Очевидно, соответствующее содержание садизма и мазохизма будет удовлетворять требованиям тех форм, в которых оно каждый раз осуществляется. Каким конкретно образом распределяется сочетание удовольствие-боль и что заполняет фантазм — образ отца или образ матери, — все это зависит, прежде всего, от формы, которая может быть запечатлена именно так, а не иначе. Если же исходят из содержания, тогда получают все заранее, включая и садо-мазохистское единство, — но и безнадежно все смешивают. Одна форма связи удовольствия с болью может быть получена лишь при таких-то условиях (форма ожидания). Другая — при каких-то иных (форма проекции). Содержательные определения мазохизма, исходящие из комплекса удовольствие-боль, недостаточны: они, как сказали бы логики, лишь номинальны, они не показывают возможности того, что определяют, возможности результата. Но еще хуже то, что они недистинктивны, свободно допускают любые смешения садизма и мазохизма, любые преобразования. Моральные определения, исходящие из виновности и искупления, не лучше, потому что они сами опираются на мнимое сообщение между садизмом и мазохизмом (в этом смысле, они еще «моральнее», чем думают). Суть мазохизма только в форме. Миры извращений вообще требуют того, чтобы психоанализ был действительно формальным, почти дедуктивным психоанализом, который, прежде всего, рассматривает формы поступков — в качестве неких романических элементов. В эту область формального психоанализа и применительно к мазохизму никто не заходил дальше Теодора Рейка.

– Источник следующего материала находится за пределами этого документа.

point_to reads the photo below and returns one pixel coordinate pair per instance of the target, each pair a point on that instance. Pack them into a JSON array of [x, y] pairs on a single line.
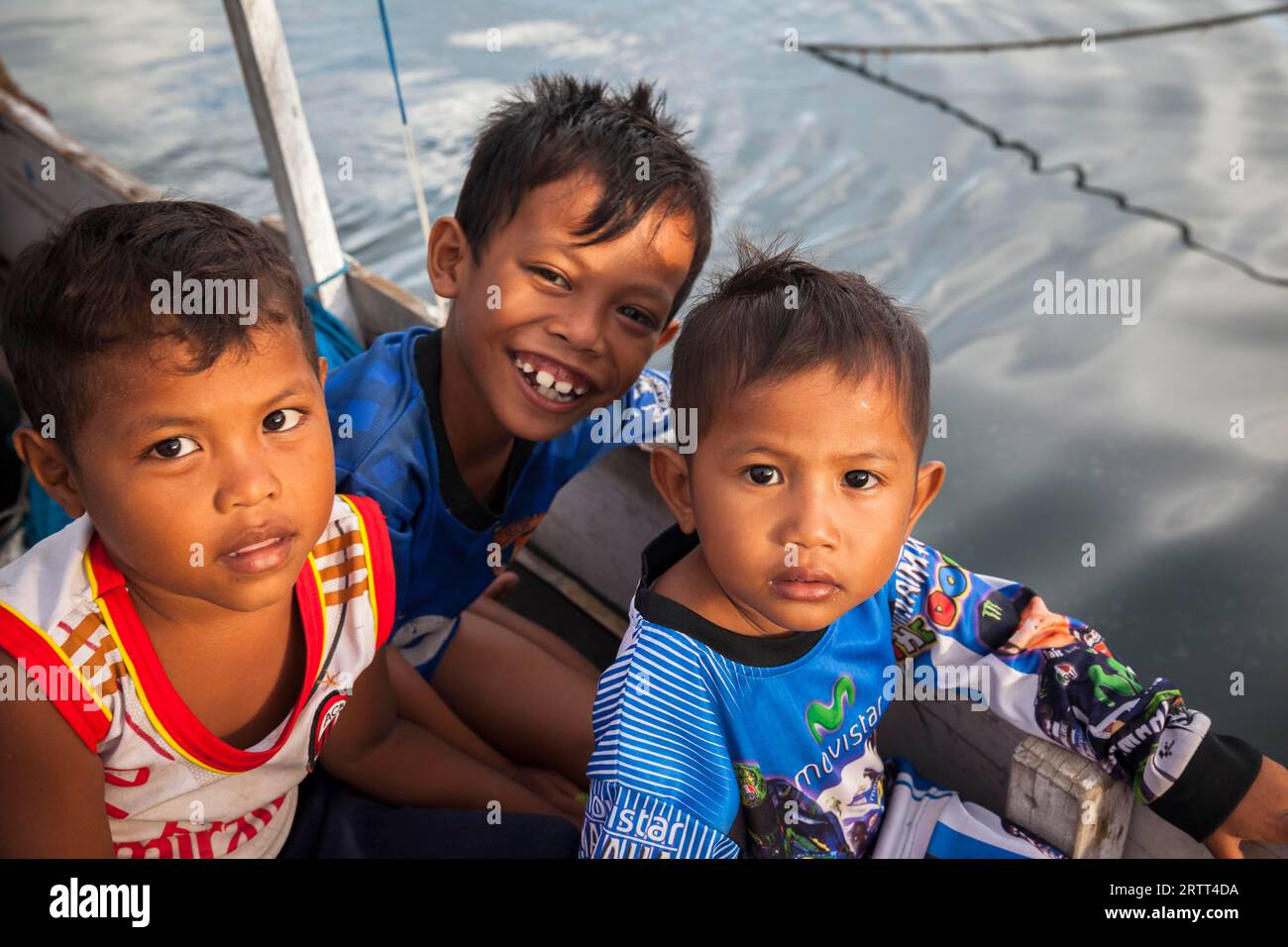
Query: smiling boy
[[772, 620], [215, 600], [580, 228]]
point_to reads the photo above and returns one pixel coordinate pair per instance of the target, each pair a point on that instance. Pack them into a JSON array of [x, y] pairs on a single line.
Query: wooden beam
[[288, 149], [1068, 800]]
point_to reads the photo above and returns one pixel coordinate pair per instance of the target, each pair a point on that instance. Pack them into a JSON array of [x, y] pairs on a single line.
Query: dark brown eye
[[282, 419], [761, 474], [170, 449], [858, 478]]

Им выделялись четыре основополагающие черты мазохизма: 1) «особое значение фантазии», то есть форма фантазма (фантазм, переживаемый ради него самого, или пригрезившаяся, драматизированная, ритуализованная сцена, абсолютно необходимая для мазохизма); 2) «судорожность», или «подвешенность» (ожидание, задержка, выражающая тот способ, каким страх воздействует на сексуальное напряжение и препятствует ему дорасти до оргазма); 3) «демонстративность» или, скорее, убедительность (посредством которой мазохист выставляет напоказ свои страдание, стесненность и унижение); 4) «вызов» (мазохист агрессивно, вызывающе требует наказания, которое разрешает от страха и дарит ему запретное удовольствие). [61]

61

Reik, Le Masochisme, pp. 45–88.

Любопытно, что Рейк подобно другим аналитикам пренебрегает пятым, чрезвычайно важным фактором: формой договора в мазохистском отношении. Как в реальных похождениях Мазоха, так и в его романах, как в частном случае Мазоха, так и в структуре мазохизма вообще, договор является идеальной формой и необходимым условием любовного отношения. Договор, таким образом, заключается с женщиной-палачом, возрождая идею древних юристов, согласно которым даже рабство основывается на соглашении. Лишь по видимости мазохиста удерживают цепи и узы — [на деле] его удерживает лишь слово. Мазохистский договор есть выражение не только необходимости согласия жертвы, но и дара убеждения, педагогического и юридического старания, прилагаемого жертвой с целью натаскать своего палача. В этом отношении в приводимых нами договорах Мазоха примечательны эволюция и ужесточение статей: если первый из них сохраняет известную взаимность обязательств, ограничение срока действия, оговорку относительно неотчуждаемых прав (по части работы, чести), то второй передает женщине все больше и больше прав, чтобы окончательно отнять у мазохиста все его права, в том числе на имя, честь и жизнь. [62] (Договор в «Венере» изменяет имя Северина.) Из этого ужесточения договора явствует, что хотя договорная функция и состоит в утверждении закона, тем не менее, чем лучше этот закон утвержден, тем более жестоким он делается и тем более урезает он права одной из договаривающихся сторон (здесь — стороны побуждающей [к заключению договора]). Смысл мазохистского договора — в передаче символической власти закона образу матери. Отчего необходим договор и откуда такая эволюция договора? Причины этому нужно искать, — но уже теперь можно констатировать, что нет никакого мазохизма без договора — или псевдодоговора — в душе у мазохиста (ср. «пажизм»). [63]

62

См. Приложение II.

63

Pagismus выделяется Краффт-Эбингом как одна из форм мазохизма, при которой человек воображает себя пажем какой-то прекрасной дамы. — Пер.